In this interview, he shares insights into his groundbreaking thesis, "Assessing & Predicting the Fate of Model Pharmaceutical Compounds & Their Transformation Products in Soils and Towards Aquatic Systems".

Environmental and Health Challenges Addressed by Pharm-ERA

Global contamination of soil and aquatic ecosystems by pharmaceutical and microbiological pollutants (such as antimicrobial-resistant microorganisms and/or pathogens) raises severe concerns about impacts on ecosystem health and repercussions on humans and animals. Preserving ecosystems from adverse ecotoxicological effects of pharmaceuticals and their transformation products, and limiting the environmental spread of antimicrobial resistance and pathogens is imperative to reach several UN Sustainable Development Goals as well as the European Green Deal, Water Framework Directive and Biodiversity Strategy for 2030. In this context, the main scientific objective of Pharm-ERA is to develop and implement innovative concepts, methods and strategies to improve the monitoring and assessment of the environmental effects and risks of pharmaceuticals, their transformation products, antimicrobial resistances and pathogens from terrestrial to aquatic environments. The ultimate goal is to provide scientific evidence and expertise to contribute to reducing the environmental spread and impact of these chemical and microbiological contaminants and to preserve microbial diversity and functions across the soil-water-sediment continuum.

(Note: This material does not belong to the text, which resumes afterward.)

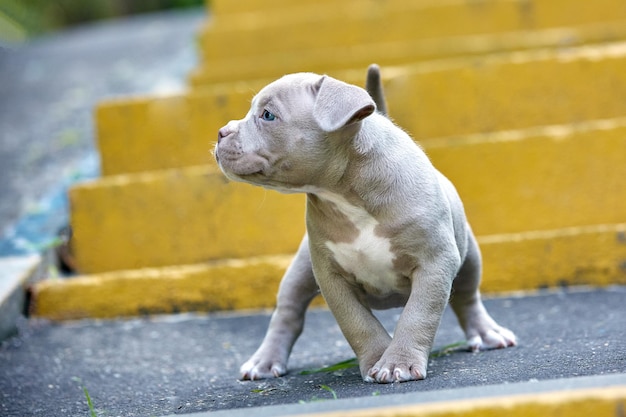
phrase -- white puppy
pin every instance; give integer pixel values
(384, 227)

Venetios' Doctoral Project in the Framework of Pharm-ERA: Predicting and Monitoring Veterinary Pharmaceutical Contaminants in Soils and Waters

Veterinary pharmaceutical compounds (PhACs) and their transformation products (TPs) enter soil, then water bodies, through various routes imposing pollution, toxicity and selection pressure to the soil microbiota.
The main objective of the project is to develop a ready-to-use version of the TyPol tool for a priori estimation of veterinary PhACs TPs fate in soil and potential transfer to aquatic ecosystems, and to develop open access protocols for chemical analyses of selected PhACs & TPs in soils. To do so, this project is divided between experimental work, chemical analyses and statistical analyses.
At AEIFORIA, the hiring institution, field scale dissipation test will be performed for selected PhACs and their TPs, coupled to an in-lab degradation and plant uptake study. Analysis will be performed by LC-HRMS with previously validated methods. In cooperation with Chloën at UTH (Greece), the main TPs of pharmaceuticals in soil samples obtained by a microcosm study conducted at University of Thessaly, Greece, will be analyzed. Data obtained from lab, mesocosm and field scale will then be used during following secondments.
The secondment at INRAE Lyon will be focused on the search and identification methodology for suspected TPs. The method developed for pesticides (Rocco et al. 2022), based on LC-HRMS, will be adapted for a selection of PhACs The suspected analysis will be carried out on field samples. Comparisons of results with those obtained at AEIFORIA, using high-res MS/MS untargeted metabolomics coupled to ion mobility, will also be carried out.
The secondment at INRAE Palaiseau will be focused on the use and implementation of the TyPol (Typology of Pollutants) tool, developed to classify organic compounds, and their TPs, according to both their behaviour in the environment and their ecotoxicological effects, and their molecular properties (Servien et al., 2014). It is based on PLS regression and hierarchical clustering. TyPol can also be used to assess the fate and effects of an organic compound from its molecular properties by similarity with compounds having comparable properties, and for which environmental and ecotoxicological parameters are known (e.g., Benoit et al., 2017; Storck et al., 2016; Mamy et al., 2021).
In this PhD thesis, TyPol will be first combined with new analytical methods to identify and prioritize TPs to be investigated in a more comprehensive environmental risk assessment scheme. Then, an improved version of TyPol enabling a robust estimate of the fate of pharmaceutical TPs using the molecular properties of the TPs as main predictors will be developed. Finally, TyPol will be tested and validated by comparing in silico clustering results with laboratory measured data on the fate of TPs.